As a matter of fact, these albums work a hell of a lot better than they have any right to. The track listing to Forever Young, Gifted & Blacks may read at first glance like a senseless grab bag of Civil Rights Nina: a single here, an alternate take there, a smattering of live cuts to fill the gaps. But the music within is never less than interesting, and often revelatory. Three excerpts from Simone’s performance at the Westbury Music Fair on April 7, 1968, a mere three days after the assassination of Dr. Martin Luther King, are the obvious highlights: a performance so charged that the stage banter by a shell-shocked, emotional Simone rivals the music for intensity. “Do you realize how many we have lost?” she asks before the rousing final chorus of “Why? (The King of Love is Dead),” a tribute to Dr. King originally released in edited form on Simone’s live album ‘Nuff Said!, here expanded to its full thirteen minutes. “They’re shooting us down one by one.” Next, she invokes the Birmingham Four and launches into an incendiary rendition of “Mississippi Goddam” that threatens to leave its better-known counterpart (from 1964’s Nina Simone in Concert) in the dust. “The King of Love is dead! I ain’t ’bout to be non-violent, honey!” she exclaims before the last verse, demonstrating in just thirteen words the miles of difference four years can make in the national consciousness.

The Westbury tracks are indeed something of a double-edged sword for the compilation: they leave one salivating over the prospect of a full-length release for that concert, while making the rest of the CD we do have look rather hodge-podge by comparison. But Forever Young, Gifted & Black still manages to hold together as an enjoyable listening experience.

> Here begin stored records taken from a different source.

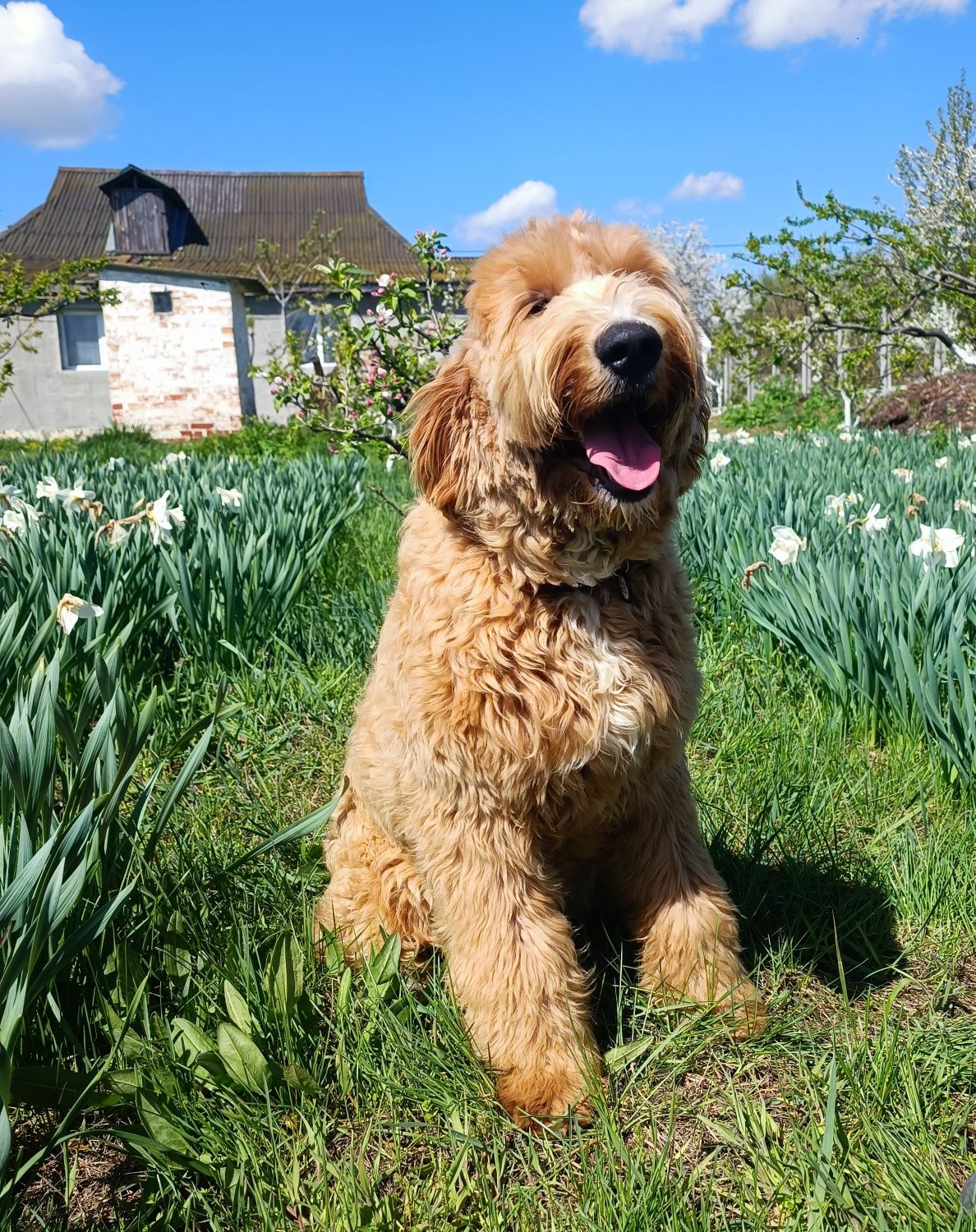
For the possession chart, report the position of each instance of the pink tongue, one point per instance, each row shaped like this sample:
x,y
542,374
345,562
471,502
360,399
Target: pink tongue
x,y
625,450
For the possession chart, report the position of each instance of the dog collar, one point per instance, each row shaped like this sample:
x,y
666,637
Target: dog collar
x,y
619,576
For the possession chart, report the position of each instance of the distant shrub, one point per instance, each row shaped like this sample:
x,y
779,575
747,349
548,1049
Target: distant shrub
x,y
779,404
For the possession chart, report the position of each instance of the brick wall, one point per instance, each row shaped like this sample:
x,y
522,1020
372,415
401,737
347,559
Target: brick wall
x,y
175,374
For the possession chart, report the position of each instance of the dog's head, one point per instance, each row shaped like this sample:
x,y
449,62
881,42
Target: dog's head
x,y
576,409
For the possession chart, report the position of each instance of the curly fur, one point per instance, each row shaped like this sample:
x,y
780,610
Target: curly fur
x,y
522,738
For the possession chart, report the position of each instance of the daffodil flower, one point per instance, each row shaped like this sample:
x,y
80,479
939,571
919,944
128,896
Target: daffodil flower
x,y
938,546
71,609
870,524
162,519
837,507
786,545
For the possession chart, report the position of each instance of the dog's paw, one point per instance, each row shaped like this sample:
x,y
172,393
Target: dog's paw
x,y
550,1096
744,1012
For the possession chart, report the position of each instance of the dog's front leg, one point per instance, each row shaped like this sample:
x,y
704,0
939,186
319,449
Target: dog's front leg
x,y
514,966
677,904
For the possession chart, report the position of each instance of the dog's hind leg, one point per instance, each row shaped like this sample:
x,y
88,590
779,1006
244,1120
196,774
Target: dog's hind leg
x,y
375,889
677,904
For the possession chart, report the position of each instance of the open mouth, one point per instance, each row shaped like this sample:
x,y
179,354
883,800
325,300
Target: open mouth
x,y
619,453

The Lorraine Hansberry-quoting title track, a vibrant collision of gospel exultation and pomp reverence, remains one of Simone’s most immediate anthems, while the alternate versions of the Byrds’ “Turn! Turn! Turn!” and Simone’s medley of “Ain’t Got No” and “I Got Life” from the musical Hair are both more intimate and more rollicking than their previously-released forebears. Finally, the collection is rounded out by a handful of album cuts: two live from New York City’s Philharmonic Hall in 1969 (already made available on 1970’s Black Gold), two from 1969’s To Love Somebody, and one from Silk & Soul. Although I can’t help but wonder why these tracks weren’t passed over in favor of more rare material, they’re all hits rather than misses; and with a specially-commissioned new poem by Nikki Giovanni adorning the inner sleeve, who really has the heart to quibble?

© RCA Records

© RCA Records

In many ways more compelling than the collection, however, are the reissues of Sings the Blues and Silk & Soul: not just Simone’s two greatest albums for RCA, but, in the case of Sings the Blues, her single most successful excursion into the “raw” side of her music–and as we all know, Nina was about as raw as a Juilliard graduate could get. Though it may not contain anything quite as gritty as 1965’s neo-work song “Be My Husband,” Sings the Blues’ smoky juke-joint confessionals stand comfortably with Simone’s best work. It’s also a more expansive album than its name implies, containing everything from frank expressions of female sexuality like “I Want a Little Sugar in My Bowl,” “Buck,” and “Do I Move You,” to a railing anti-racism anthem co-written by Langston Hughes (“Backlash Blues”), to a Gershwin cover (“My Man’s Gone Now”) and a version of “House of the Rising Sun” performed in the style of “Sinnerman.” The bonus tracks are few but worthy, and Sid McCoy’s weedy original liner notes, reproduced here, are also worth a laugh or two: “‘Sugar in My Bowl’ is one of those suggestive tunes successfully employing double entendre,” he explains.

© RCA Records

© RCA Records

Meanwhile, “It Be’s That Way Sometime” kicks off Silk & Soul in a funky, if somewhat mannered mode; the result, as Simone’s powerful vocals struggle for dominance with her lite-soul backing, is inspired, creating a tension that lasts throughout the whole record. Thus fiery, gospel-tinged “soul” like “Go to Hell” and “I Wish I Knew How It Would Feel to Be Free” rubs shoulders with the “silk” of contemporary cocktail-pop standards “Cherish” and “The Look of Love,” and somehow she manages to pull it all off with equal skill. Throw in a few lesser-known bonus tracks (one of which, “Save Me,” carries a co-writing credit by one Aretha Franklin), and this trio of Nina Simone reissues has its third consecutive success.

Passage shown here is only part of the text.